Abstract

Assessment of the pathophysiologic changes associated with systemic hypertension has been limited by difficulty in justifying invasive studies of the left ventricle. Echocardiography, because it is notinvasive, offers an attractive method of assessing cardiac dimensions and function in hypertensive heart disease. Fourteen age-matched normotensive subjects and 31 patients with hypertension (but without clinical evidence of coronary artery disease) were studied before receiving any antihypertensive therapy. The patients with hypertension were classified into three groups on the basis of previously established electrocardiographic and chest X-ray criteria: group I, normal electrocardiogram and chest roentgenogram (13 patients); group II, left atrial abnormality by electrocardiogram and a normal chest roentgenogram (8 patients); and group III, left ventricular hypertrophy by electrocardiogram or chest roentgenogram, or both (10 patients).

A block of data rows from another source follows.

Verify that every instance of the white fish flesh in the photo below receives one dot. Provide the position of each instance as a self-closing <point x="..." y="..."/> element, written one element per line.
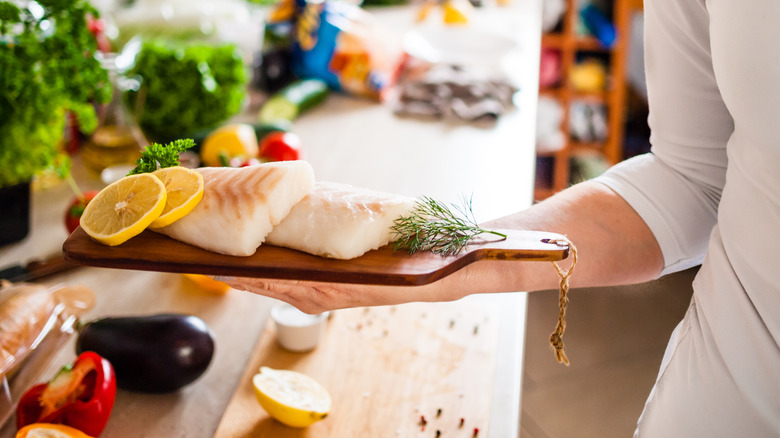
<point x="241" y="205"/>
<point x="340" y="221"/>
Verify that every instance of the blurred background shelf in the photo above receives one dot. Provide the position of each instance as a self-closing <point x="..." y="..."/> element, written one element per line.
<point x="590" y="90"/>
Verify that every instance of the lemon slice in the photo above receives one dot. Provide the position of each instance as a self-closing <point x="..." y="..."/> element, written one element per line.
<point x="124" y="209"/>
<point x="184" y="189"/>
<point x="207" y="283"/>
<point x="293" y="398"/>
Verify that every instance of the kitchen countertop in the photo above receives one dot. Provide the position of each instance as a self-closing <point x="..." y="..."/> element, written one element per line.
<point x="346" y="140"/>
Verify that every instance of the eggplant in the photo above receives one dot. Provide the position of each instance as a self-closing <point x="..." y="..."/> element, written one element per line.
<point x="153" y="353"/>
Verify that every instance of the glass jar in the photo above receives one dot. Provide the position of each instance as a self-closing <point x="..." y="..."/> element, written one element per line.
<point x="117" y="140"/>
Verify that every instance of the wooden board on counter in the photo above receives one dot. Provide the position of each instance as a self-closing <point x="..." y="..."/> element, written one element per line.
<point x="151" y="251"/>
<point x="385" y="367"/>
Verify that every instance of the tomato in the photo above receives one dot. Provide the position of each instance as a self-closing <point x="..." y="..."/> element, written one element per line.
<point x="76" y="209"/>
<point x="280" y="146"/>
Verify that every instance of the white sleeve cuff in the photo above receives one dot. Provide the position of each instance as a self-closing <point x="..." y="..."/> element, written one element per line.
<point x="679" y="216"/>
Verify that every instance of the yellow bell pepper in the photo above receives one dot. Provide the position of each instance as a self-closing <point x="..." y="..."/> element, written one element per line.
<point x="47" y="430"/>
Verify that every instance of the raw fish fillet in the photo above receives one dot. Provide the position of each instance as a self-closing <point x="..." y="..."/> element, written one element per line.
<point x="340" y="221"/>
<point x="241" y="205"/>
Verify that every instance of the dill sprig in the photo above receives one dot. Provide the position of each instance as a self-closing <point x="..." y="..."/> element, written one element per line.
<point x="437" y="227"/>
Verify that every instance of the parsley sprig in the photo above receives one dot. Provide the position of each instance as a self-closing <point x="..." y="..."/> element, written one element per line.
<point x="156" y="156"/>
<point x="437" y="227"/>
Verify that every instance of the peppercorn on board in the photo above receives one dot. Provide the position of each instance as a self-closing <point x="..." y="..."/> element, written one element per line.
<point x="150" y="251"/>
<point x="406" y="370"/>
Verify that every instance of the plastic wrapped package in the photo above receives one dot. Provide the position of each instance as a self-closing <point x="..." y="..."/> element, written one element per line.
<point x="35" y="321"/>
<point x="344" y="46"/>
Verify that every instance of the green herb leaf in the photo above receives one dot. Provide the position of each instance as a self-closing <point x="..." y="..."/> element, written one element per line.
<point x="156" y="156"/>
<point x="437" y="227"/>
<point x="47" y="66"/>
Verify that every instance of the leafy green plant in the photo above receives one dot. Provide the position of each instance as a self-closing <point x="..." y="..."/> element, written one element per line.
<point x="47" y="66"/>
<point x="186" y="88"/>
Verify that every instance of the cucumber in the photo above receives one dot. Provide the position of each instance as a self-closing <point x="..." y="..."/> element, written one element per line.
<point x="263" y="129"/>
<point x="293" y="100"/>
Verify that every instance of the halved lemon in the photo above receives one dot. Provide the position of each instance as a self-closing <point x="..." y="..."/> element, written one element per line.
<point x="124" y="209"/>
<point x="184" y="189"/>
<point x="290" y="397"/>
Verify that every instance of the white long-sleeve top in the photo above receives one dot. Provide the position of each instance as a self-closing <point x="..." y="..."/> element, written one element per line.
<point x="710" y="192"/>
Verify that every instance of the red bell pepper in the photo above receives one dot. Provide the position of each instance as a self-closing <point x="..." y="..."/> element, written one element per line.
<point x="81" y="395"/>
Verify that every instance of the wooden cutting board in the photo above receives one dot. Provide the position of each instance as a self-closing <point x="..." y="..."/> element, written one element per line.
<point x="151" y="251"/>
<point x="385" y="368"/>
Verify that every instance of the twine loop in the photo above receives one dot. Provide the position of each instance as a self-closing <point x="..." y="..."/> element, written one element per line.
<point x="556" y="338"/>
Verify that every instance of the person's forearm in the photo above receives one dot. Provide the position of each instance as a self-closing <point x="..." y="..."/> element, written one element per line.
<point x="614" y="244"/>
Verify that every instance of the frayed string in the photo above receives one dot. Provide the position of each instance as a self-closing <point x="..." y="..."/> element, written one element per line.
<point x="556" y="338"/>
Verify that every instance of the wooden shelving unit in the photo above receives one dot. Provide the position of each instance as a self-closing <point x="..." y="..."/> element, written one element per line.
<point x="571" y="45"/>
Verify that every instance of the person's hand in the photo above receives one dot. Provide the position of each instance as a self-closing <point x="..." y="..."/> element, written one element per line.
<point x="317" y="297"/>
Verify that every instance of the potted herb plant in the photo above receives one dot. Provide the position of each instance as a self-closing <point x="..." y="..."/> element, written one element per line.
<point x="47" y="67"/>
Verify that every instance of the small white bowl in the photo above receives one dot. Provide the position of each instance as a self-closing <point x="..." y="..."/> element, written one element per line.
<point x="297" y="331"/>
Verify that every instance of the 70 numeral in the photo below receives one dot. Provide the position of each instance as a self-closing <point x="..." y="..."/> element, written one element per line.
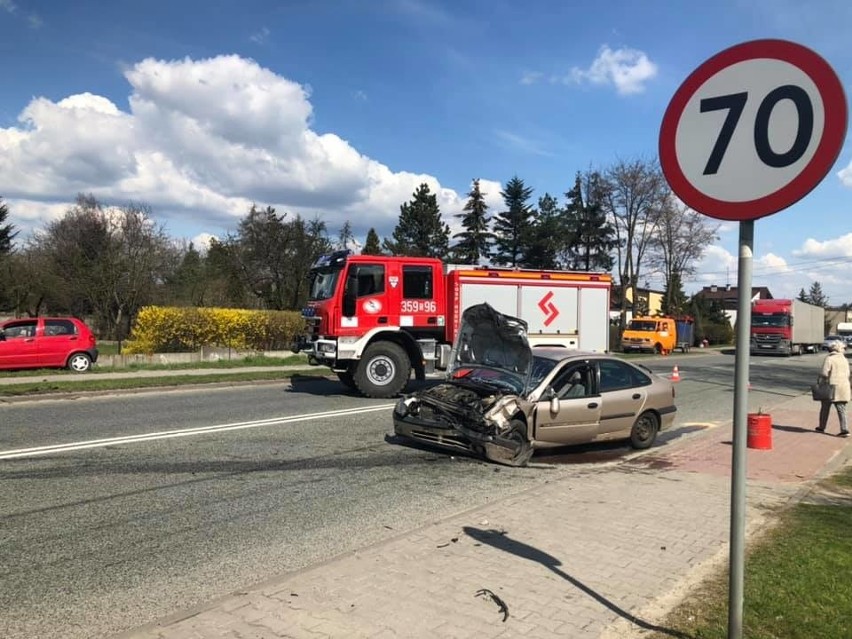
<point x="735" y="103"/>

Mean arterial pressure increased significantly from group I to group II and from group II to group III (P is less than 0.01), and this increase was associated with a similar progressive increase in left ventricular mass assessed with echocardiogram (P is less than 0.01). A significant increase was also found in both posterior wall and septal thickness in groups II (P is less than 0.05) and III (P is less than 0.01). In association with this increased mass a significant decrease in ejection fraction and fractional fiber shortening was demonstrated in groups II (P is less than 0.05) and III (P is less than 0.01) although cardiac index was reduced only in group III (P is less than 0.05). Thus, increased ventricular mass can be identified with echocardiography at an early stage of hypertensive heart disease when only left atrial abnormality is identifiable with electrocardiographic criteria and decreased left ventricular performance occurs with increasing arterial pressure and left ventricular hypertrophy.